このまま一生独りでいるにせよ、なんらかのタイミングで誰かしらを選ぶにせよ、大事なのは自分の選択に責任を持つこと 自分で選んだ相手のことを悪く言ったり、自分で選んだ孤独を強く悔いたりすることのないように生きたい (2018年12月の日記より)

  つくづく、ひとりで生きていくことの大変さを思い知った時間だった。

 他人との間に協力関係を結ぶことと、自分の生き方に責任を持つこと。
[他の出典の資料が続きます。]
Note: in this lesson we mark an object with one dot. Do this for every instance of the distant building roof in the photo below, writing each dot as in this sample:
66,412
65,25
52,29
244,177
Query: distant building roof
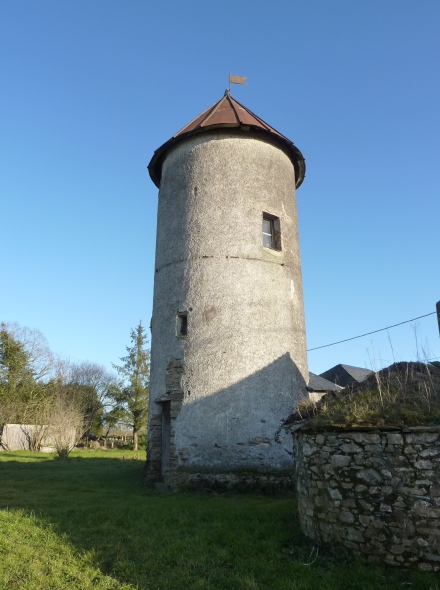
344,375
229,113
317,383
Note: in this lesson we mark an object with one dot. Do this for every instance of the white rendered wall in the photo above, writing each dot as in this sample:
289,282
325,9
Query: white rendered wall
244,357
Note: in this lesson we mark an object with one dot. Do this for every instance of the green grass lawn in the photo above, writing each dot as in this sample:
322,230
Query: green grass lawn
87,523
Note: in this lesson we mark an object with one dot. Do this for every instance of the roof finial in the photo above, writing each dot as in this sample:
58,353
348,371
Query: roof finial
237,80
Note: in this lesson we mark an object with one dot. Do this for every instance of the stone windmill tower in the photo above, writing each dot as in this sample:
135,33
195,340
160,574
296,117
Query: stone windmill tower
228,349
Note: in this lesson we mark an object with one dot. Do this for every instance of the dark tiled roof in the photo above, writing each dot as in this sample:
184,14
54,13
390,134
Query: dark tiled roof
229,113
344,375
317,383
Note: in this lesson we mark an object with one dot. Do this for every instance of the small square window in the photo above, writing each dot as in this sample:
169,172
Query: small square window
271,232
182,324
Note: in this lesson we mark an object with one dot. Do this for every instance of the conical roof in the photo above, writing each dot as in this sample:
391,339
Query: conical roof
229,113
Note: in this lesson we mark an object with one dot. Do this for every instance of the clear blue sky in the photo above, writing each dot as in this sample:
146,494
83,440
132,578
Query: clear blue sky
89,89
その間で悩むようになったのは、それなりの苦労を味わったからこそだと思う。

 親の庇護下にいた頃、特に十代のうちは、自分がこんなことを考える日が来るとは想像もしていなかった。かつてはあんなにひとりきりの時間を切望していたのに……と思うと、まったく人間ってわからない。私もすっかり大人になってしまった。

 過去を振り返る一方で、最近新しく出会った人というのもいる。はじめまして、これからよろしくお願いします、などと言いながら、目の前のその人を懐かしむ日をすでに予感していたりするから不思議だ。そしてもしかすると、それは相手も同じだったりするのかもしれない。さみしいけれど、これが人生か、というふうに感じる。